From The Editor | August 3, 2016

Six Water Startups Look To Transform The Industry

Peter Chawaga - editor

By Peter Chawaga

Milwaukee-based, non-profit entrepreneurial and technology center The Water Council has announced the latest batch of startup companies selected for its BREW Accelerator program. The program (the acronym representing Business Research Entrepreneurship in Wisconsin) has provided 20 fledgling water tech innovators with funding and mentorship since 2013 with the goal of commercializing their products.

Six winners have been selected after a rigorous application and judging process. The applicant pool was judged on how innovative and advanced their technologies are, how lucrative and useful their final products could be, and who the startups had existing partnerships with. Each winner will receive up to $50,000 in investment, space in Milwaukee’s Global Water Center, business training, and guidance from industry experts.

CORNCOB, Inc.

Wisconsin-based CORNCOB saw a problem with tubular membranes that encounter high flow. Too much pumping energy is required to achieve high cross-flow velocities past the membrane surface in these cases, they thought. So they designed a membrane filtration system made up of a series of circular discs, each one with membrane filtration and permeate transport material on the surface, mounted on a rotating shaft. When two or more discs are operated in parallel, high cross-flow can be achieved while reducing energy by at least 50 percent.

“Because of the unusually wide operating space between membrane surfaces, the CORNCOB process can handle and concentrate solids to very high levels without plugging,” said Dick Davie, CORNCOB’s chief technology officer.

Davie said that his company will use its BREW acceleration to continue product development and focus on marketing training and networking.

“The most important outcome of the BREW award is the expression of confidence that The Water Council has in our new product prospects and the additional credibility that lends to our marketing message,” he said.

DMR International (DMRI)

DMRI, from Illinois, has developed a filter that kills common bacteria, chiefly iron bacteria, found in wells without use of chemicals.

“Well water containing iron bacteria can have an unappealing yellow/brown color, an odor similar to rotten eggs, and can leave stains on plumbing fixtures,” said Rick Latella, DMRI’s president. “THE DMRI medium system is low-cost and can easily be added to standard water filtration systems.”

With its BREW winnings, DMRI hopes to further refine its purification technology and to network with business leaders to grow its brand, said Latella.

WISRAN

Facing the ever-frustrating issue of non-revenue water, California-based WISRAN provides “prescriptive insights” from disparate sets of data to help combat it. Nearly all utilities utilize disconnected systems to collect data for metering, asset management, work management, and supervisory control and data acquisition (SCADA). With cloud-enabled machine learning, WISRAN can continuously monitor data from all of these sources and identify inefficiencies and areas for improvement.

“The water industry needs robust and comprehensive platforms that facilitate integrated operations and provide advanced prescriptive analytics to improve non-revenue water and other operational inefficiencies,” said Arsalan Lodhi, co-founder of WISRAN.

Using the BREW prize, WISRAN will look for more ways that its data analysis can be utilized to improve operations.

“In the next few months we want to work with customers, discovering their current pain-points, to solidify and quantify our value proposition for identifying real-time business and process intelligence,” Lodhi said.
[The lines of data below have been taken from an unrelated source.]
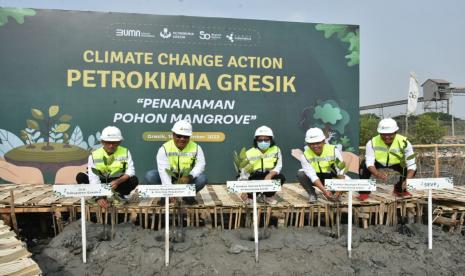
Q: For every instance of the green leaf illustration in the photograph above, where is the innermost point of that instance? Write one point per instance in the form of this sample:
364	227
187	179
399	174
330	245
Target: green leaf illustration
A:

Energy Tech Innovations, LLC (ETI)

ETI, also hailing from Wisconsin, is working on a lower-cost, water-based gas treatment method for converting biogas into “greenhouse gas neutral fuel,” a renewable, natural gas. The method produces a purified methane stream by removing carbon dioxide from biogas while also substantially reducing the hydrogen sulfide and siloxanes that damage electric generators and other equipment.

“ETI will leverage all of the benefits that are available from the BREW program as we continue to work on optimizing this new biogas upgrading system over the next several months with the intent to commercialize it as quickly as possible,” Bryan Johnson, the inventor behind the company, said.

MetaMateria Technologies

Ohio-based MetaMateria deals in nanomaterials to address nutrient and contaminant removal. Its products utilize porous ceramics to create a platform for bio-augmentation and nanotechnology that can be regenerated and facilitates the recovery of phosphorus and other compounds.

“MetaMateria’s products will enable new solution and application designs for emerging challenges of nutrient removal and recovery,” said Tim Marth, the company’s vice president. “These help others to better manage contaminants that degrade water quality.”

Marth said that his company plans to create strategic relationships with Water Council members to accelerate the commercialization of its products and hopes to executive three to six demonstration projects in two to three markets.

Smart Waters

North of the border in British Columbia, Smart Waters has developed a technology that helps cities harvest rainwater and hold it indefinitely while maintaining its quality with non-chemical, electronic-based treatment, so that it can strategically provide reserves.

“With the proceeds from its BREW win, the company intends to fine-tune and commercialize its water treatment and monitoring technology in order to mitigate the effects of drought conditions brought on by climate change,” Jamie Gordy, the founder and CEO, said.